A few minutes later, when he had swallowed his broth, Joanne kept her promise. Only then did he realize that there was not a bone or a muscle in his body that did not have its own particular ache. He grimaced when Joanne and Donald bolstered him up with blankets at his back. But he was happy. Twilight was coming swiftly, and as Joanne gave the final pats and turns to the blankets and pillows, MacDonald was lighting half a dozen candles placed around the room.

"Any watch to-night, Donald?" asked Aldous.

"No, Johnny, there ain't no watch to-night," replied the old mountaineer.

He came and seated himself on a bench with Joanne. For half an hour after that Aldous listened to a recital of the strange things that had happened—how poor marksmanship had saved MacDonald on the mountain-side, and how at last the duel had ended with the old hunter killing those who had come to slay him. When they came to speak of DeBar, Joanne leaned nearer to Aldous.

"It is wonderful what love will sometimes do," she spoke softly. "In the last few hours Marie has bared her soul to me, John. What she has been she has not tried to hide from me, nor even from the man she loves. She was one of Mortimer FitzHugh's tools. DeBar saw her and loved her, and she sold herself to him in exchange for the secret of the gold. When they came into the North the wonderful thing happened. She loved DeBar—not in the way of her kind, but as a woman in whom had been born a new heart and a new soul and a new joy. She defied FitzHugh; she told DeBar how she had tricked him.
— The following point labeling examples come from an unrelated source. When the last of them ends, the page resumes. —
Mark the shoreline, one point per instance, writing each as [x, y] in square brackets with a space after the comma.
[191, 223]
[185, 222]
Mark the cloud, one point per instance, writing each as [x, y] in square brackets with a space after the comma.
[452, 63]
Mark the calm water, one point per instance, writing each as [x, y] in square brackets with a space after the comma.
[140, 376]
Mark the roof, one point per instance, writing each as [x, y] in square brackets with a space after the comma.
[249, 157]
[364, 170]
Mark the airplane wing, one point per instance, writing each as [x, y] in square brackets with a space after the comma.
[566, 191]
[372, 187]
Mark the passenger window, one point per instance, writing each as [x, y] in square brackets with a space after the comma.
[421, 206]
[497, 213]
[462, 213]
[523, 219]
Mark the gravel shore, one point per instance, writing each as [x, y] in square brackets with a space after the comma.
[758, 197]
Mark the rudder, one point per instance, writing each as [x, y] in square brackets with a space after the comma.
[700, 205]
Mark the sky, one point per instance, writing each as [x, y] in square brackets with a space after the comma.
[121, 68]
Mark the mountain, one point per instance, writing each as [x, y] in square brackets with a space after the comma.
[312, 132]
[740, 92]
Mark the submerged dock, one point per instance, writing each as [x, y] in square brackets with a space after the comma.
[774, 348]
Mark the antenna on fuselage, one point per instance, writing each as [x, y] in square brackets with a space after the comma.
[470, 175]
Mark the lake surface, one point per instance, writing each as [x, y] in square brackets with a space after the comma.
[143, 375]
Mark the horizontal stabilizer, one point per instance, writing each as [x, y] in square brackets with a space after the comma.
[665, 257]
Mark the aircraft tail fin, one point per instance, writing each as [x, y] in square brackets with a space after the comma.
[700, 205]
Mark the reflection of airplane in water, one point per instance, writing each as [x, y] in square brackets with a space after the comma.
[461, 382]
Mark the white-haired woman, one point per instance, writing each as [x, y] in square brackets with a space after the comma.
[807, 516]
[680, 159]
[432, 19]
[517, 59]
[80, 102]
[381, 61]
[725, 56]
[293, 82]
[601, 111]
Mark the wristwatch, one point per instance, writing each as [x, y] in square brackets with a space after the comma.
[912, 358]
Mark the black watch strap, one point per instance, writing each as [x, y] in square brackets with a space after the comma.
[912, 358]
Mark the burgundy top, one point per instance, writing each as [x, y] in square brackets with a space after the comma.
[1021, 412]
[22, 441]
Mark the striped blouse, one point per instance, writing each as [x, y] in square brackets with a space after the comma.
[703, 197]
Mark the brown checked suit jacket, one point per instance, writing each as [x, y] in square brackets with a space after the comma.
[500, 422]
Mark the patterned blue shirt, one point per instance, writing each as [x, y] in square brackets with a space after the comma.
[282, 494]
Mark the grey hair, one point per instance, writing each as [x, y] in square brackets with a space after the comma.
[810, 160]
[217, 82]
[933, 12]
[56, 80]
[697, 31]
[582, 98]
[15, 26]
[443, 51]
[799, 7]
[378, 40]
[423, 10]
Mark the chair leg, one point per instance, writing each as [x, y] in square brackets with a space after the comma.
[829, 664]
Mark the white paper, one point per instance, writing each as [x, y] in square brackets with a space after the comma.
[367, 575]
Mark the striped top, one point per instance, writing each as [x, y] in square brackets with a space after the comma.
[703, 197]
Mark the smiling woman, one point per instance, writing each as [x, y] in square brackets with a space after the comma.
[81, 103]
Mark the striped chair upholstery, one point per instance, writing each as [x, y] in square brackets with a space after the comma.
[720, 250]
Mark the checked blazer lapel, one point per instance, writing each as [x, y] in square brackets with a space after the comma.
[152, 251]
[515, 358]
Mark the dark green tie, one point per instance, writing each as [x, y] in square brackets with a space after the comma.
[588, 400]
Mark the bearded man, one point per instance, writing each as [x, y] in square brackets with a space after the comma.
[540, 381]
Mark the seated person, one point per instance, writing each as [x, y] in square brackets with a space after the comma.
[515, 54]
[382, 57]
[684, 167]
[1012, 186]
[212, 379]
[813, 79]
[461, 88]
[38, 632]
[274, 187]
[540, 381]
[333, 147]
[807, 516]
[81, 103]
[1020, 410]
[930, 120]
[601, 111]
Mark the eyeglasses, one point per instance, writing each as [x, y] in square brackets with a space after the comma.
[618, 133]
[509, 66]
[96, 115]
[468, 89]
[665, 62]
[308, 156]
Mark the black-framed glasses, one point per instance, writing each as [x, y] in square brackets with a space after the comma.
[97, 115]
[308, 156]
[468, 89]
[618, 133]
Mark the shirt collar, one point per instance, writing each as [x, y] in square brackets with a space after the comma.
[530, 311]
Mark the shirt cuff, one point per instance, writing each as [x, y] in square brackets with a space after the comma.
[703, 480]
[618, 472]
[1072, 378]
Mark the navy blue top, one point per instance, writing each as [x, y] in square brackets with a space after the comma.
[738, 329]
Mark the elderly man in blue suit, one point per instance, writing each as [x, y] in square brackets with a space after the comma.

"This morning FitzHugh attempted his old familiarity with her, and DeBar struck him down. The act gave them excuse for what they had planned to do. Before her eyes Marie thought they had killed the man she loved. She flung herself on his breast, and she said she could not feel his heart beat, and his blood flowed warm against her hands and face. Both she and DeBar had determined to warn us if they could. Only a few minutes before DeBar was stabbed he had let off his rifle—an accident, he said. But it was not an accident. It was the shot Donald heard in the cavern. It saved us, John! And Marie, waiting her opportunity, fled to us in the plain. DeBar was not killed. He says my screams brought him back to life. He came out—and killed Quade with a knife. Then he fell at our feet. A few minutes later Donald came. DeBar is in another cabin. He is not fatally hurt, and Marie is happy."

She was stroking his hand when she finished. The curious rumbling came softly in MacDonald's beard and his eyes were bright with a whimsical humour.

"I pretty near bored a hole through poor Joe when I come up," he chuckled. "But you bet I hugged him when I found what he'd done, Johnny! Joe says their camp was just over the range from us that night FitzHugh looked us up, an' Joanne thought she'd been dreamin'. He didn't have any help, but his intention was to finish us alone—murder us asleep—when Joanne cried out. Joe says it was just a devil's freak that took 'im to the top of the mountain alone that night. He saw our fire an' came down to investigate."

A low voice was calling outside the door. It was Marie. As Joanne went to her a quick gleam came into old Donald's eyes. He looked behind him cautiously to see that she had disappeared, then he bent over Aldous, and whispered hoarsely:

"Johnny, I had a most cur'ous word with Rann—or FitzHugh—afore he died! He wasn't dead when I went to him. But he knew he was dyin'; an' Johnny, he was smilin' an' cool to the end. I wanted to ask 'im a question, Johnny. I was dead cur'ous to know why the grave were empty! But he asked for Joanne, an' I couldn't break in on his last breath. I brought her. The first thing he asked her was how people had took it when they found out he'd poisoned his father! When Joanne told him no one had ever thought he'd killed his father, FitzHugh sat leanin' against the saddles for a minit so white an' still I thought he 'ad died with his eyes open. Then it came out, Johnny. He was smilin' as he told it. He killed his father with poison to get his money. Later he came to America. He didn't have time to tell us how he come to think they'd discovered his crime. He was dyin' as he talked. It came out sort o' slobberingly, Johnny. He thought they'd found 'im out. He changed his name, an' sent out the report that Mortimer FitzHugh had died in the mount'ins. But Johnny, he died afore I could ask him about the grave!"